Sin embargo, su vida cambió en una Semana Santa en la que las barcas no pudieron salir a faenar y Jaime decidió echar una mano en la cocina de un hotel. Ahí se despertó su pasión por los fogones, y desde entonces no ha vuelto a mirar atrás. En los años sesenta, ya tenía su propio bar en el casco antiguo de Peñíscola, una zona llena de historia, con influencias templarias y árabes.
El arroz Calabuch no se llama así por casualidad. En aquella época, Jaime de Armiñán, director de cine, solía frecuentar su local. Un día, tras un rodaje en Peñíscola, llegó con hambre fuera de horario y le sirvieron este arroz.

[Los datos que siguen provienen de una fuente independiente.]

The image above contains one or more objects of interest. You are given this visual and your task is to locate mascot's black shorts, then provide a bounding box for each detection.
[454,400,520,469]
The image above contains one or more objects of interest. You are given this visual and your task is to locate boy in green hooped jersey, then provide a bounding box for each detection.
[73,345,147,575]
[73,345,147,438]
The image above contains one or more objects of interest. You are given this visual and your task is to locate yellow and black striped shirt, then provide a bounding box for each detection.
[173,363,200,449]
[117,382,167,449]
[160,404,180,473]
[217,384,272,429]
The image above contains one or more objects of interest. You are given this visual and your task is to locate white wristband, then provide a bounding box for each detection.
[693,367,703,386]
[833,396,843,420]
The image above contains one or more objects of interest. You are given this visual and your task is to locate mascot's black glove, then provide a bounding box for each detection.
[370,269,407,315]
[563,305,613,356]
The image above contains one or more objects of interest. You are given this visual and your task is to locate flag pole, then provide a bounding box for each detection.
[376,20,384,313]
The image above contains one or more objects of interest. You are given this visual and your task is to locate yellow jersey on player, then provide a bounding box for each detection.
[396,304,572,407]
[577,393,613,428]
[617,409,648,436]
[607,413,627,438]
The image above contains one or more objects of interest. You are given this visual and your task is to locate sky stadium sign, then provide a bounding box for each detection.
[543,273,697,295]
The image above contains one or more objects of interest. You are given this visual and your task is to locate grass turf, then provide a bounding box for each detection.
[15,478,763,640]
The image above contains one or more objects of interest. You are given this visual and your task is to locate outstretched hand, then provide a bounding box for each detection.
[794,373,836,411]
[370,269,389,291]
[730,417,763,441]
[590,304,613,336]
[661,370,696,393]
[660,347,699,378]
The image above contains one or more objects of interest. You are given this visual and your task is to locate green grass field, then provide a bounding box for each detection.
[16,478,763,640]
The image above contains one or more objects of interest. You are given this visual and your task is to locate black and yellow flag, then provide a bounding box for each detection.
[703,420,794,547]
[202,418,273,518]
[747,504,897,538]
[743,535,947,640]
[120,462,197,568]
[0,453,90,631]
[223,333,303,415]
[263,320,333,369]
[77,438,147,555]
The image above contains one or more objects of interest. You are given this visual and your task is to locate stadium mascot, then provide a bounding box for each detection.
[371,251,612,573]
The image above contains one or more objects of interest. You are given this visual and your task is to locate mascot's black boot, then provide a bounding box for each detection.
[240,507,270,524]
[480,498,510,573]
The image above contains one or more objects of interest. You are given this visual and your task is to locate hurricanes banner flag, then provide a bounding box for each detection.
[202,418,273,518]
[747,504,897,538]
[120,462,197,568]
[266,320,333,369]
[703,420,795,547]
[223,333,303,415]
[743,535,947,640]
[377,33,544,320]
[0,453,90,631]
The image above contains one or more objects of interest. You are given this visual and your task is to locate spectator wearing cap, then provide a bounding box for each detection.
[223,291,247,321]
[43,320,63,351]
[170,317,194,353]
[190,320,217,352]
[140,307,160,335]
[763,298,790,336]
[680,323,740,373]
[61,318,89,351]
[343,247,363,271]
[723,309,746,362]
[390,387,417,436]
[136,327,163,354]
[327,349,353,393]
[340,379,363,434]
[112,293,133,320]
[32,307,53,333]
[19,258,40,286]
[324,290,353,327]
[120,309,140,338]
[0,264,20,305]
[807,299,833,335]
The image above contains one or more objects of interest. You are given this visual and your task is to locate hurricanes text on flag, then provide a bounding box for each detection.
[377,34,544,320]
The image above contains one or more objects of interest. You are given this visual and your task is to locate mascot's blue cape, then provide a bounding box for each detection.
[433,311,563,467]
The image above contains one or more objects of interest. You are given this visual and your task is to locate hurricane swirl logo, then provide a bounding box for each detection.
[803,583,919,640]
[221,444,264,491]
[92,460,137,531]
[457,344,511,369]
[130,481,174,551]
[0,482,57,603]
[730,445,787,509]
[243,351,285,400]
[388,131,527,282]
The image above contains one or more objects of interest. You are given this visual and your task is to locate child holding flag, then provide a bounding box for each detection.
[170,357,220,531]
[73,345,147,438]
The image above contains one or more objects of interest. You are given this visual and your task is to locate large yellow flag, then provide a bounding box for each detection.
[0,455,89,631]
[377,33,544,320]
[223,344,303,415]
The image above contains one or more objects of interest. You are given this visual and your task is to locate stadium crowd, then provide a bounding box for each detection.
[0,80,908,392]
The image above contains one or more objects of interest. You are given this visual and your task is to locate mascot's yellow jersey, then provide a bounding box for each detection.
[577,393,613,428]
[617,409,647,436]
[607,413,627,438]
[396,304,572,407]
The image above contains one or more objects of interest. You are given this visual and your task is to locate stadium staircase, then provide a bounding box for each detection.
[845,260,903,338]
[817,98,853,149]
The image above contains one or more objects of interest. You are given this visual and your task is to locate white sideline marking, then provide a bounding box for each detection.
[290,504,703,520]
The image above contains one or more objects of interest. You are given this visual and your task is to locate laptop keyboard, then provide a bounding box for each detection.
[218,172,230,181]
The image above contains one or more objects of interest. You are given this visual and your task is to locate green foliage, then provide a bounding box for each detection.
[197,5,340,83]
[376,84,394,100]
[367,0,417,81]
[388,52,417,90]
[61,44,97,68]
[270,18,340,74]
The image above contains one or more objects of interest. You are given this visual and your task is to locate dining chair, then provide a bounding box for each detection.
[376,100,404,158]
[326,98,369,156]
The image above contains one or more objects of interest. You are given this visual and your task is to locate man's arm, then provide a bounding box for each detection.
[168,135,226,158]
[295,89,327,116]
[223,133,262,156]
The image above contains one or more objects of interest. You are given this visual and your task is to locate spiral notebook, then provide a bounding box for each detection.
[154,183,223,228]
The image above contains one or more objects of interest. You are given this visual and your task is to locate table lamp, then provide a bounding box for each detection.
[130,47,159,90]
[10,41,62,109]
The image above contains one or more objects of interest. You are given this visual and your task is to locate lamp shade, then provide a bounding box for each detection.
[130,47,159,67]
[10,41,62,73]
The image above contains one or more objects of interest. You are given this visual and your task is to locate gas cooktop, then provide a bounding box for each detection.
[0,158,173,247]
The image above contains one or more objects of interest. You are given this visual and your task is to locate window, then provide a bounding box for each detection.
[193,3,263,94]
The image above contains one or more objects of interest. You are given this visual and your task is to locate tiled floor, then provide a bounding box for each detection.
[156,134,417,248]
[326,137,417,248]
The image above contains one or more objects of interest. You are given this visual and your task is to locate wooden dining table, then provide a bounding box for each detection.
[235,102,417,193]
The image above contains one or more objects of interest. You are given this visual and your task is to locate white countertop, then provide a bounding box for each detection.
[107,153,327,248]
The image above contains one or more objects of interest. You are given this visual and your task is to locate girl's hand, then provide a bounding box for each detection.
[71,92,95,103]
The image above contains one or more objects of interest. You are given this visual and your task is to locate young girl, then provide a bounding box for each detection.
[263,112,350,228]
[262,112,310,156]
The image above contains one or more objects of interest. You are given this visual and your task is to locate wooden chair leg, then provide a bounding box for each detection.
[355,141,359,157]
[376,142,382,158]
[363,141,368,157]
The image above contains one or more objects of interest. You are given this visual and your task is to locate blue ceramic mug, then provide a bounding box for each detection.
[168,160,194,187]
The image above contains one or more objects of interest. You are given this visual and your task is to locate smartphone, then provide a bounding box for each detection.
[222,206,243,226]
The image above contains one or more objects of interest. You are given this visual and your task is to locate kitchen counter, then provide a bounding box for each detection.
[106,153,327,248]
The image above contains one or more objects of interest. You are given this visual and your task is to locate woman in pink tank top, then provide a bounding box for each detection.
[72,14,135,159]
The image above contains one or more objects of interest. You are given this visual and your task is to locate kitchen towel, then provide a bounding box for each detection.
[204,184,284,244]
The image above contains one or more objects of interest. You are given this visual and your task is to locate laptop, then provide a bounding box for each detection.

Le gustó tanto que sugirió incluirlo en la carta con el nombre de Calabuch, en honor a la película de Luis García Berlanga, rodada en la localidad en 1956.
El propio Berlanga, cuando lo probó años después en el restaurante Casa Jaime, quedó encantado y dijo entre risas: “Nada de calles con mi nombre, ni homenajes raros… este arroz es el mejor reconocimiento que podía tener”.
Desde entonces, el restaurante ha recibido a numerosos personajes del mundo del cine y la cultura. Por sus mesas han pasado figuras como Concha Velasco, el equipo de Juego de Tronos, que rodó en Peñíscola en 2015, y el músico Robe Iniesta (exExtremoduro), quien ha repetido varias veces.
Un arroz con historia y mucho sabor
A día de hoy, Jaime sigue al pie del cañón con 80 años, aunque sus hijos Jordi (en la cocina) y Jaime (en la sala) han tomado las riendas del negocio, manteniendo la tradición familiar con nuevas propuestas.
El Arroz Calabuch es un plato ligero pero lleno de matices, con un grano suelto gracias al uso de arroz bomba de la marca Tartana, apto para celíacos. Lleva ajo, tomate, pimentón, aceite, sal y un fumet de pescado que potencia su sabor. Para darle su característico color dorado, ya no se usa colorante, sino auténtico azafrán de La Mancha, que cuesta 3.000 euros el kilo. Su precio en el restaurante es de 32 euros por persona.
Pero la carta de Casa Jaime no se queda ahí. Otros arroces destacados son el Arroz Columbretes (con yemas de erizo de mar y gamba roja, 30 euros), el Arroz Jordi (con langostinos de Peñíscola y pulpo, 28 euros) o el Arroz de la Abuela (con gallineta de roca y chipirones, 24 euros).
Ingredientes de proximidad y cocina de autor
Uno de los sellos de identidad de Casa Jaime es su apuesta por el producto local. Compran marisco y pescado fresco en la lonja de Peñíscola, que recibe capturas tanto de la costa castellonense como de la tarraconense.
Además de los arroces, son muy apreciados otros platos como el Suquet de peix (29,50 euros), un guiso tradicional con lenguado, rape, lubina, sepia, gamba y patatas. También han introducido opciones más innovadoras como el crujiente de algas con ceviche de langostino y mango o el carpacho de langostino con foie y trufa.
En esta época del año, la alcachofa de Benicarló, con Denominación de Origen, cobra un protagonismo especial en su cocina. Este producto, compacto, dulce y con un punto amargo, se usa en varios platos del restaurante, como en el famoso Capricho del Papa Luna, una receta que mezcla erizo de mar, alcachofas y langostinos de Peñíscola.
Ubicado en el paseo marítimo de Peñíscola, Casa Jaime es mucho más que un restaurante: es un lugar donde la historia, la tradición y el sabor se encuentran en cada plato. Con vistas al castillo del Papa Luna y un ambiente acogedor, este local sigue conquistando a quienes buscan una auténtica experiencia gastronómica valenciana.
Quien lo prueba, repite. Y es que, como bien dijo Berlanga, no hay mejor homenaje que un buen arroz con nombre de película.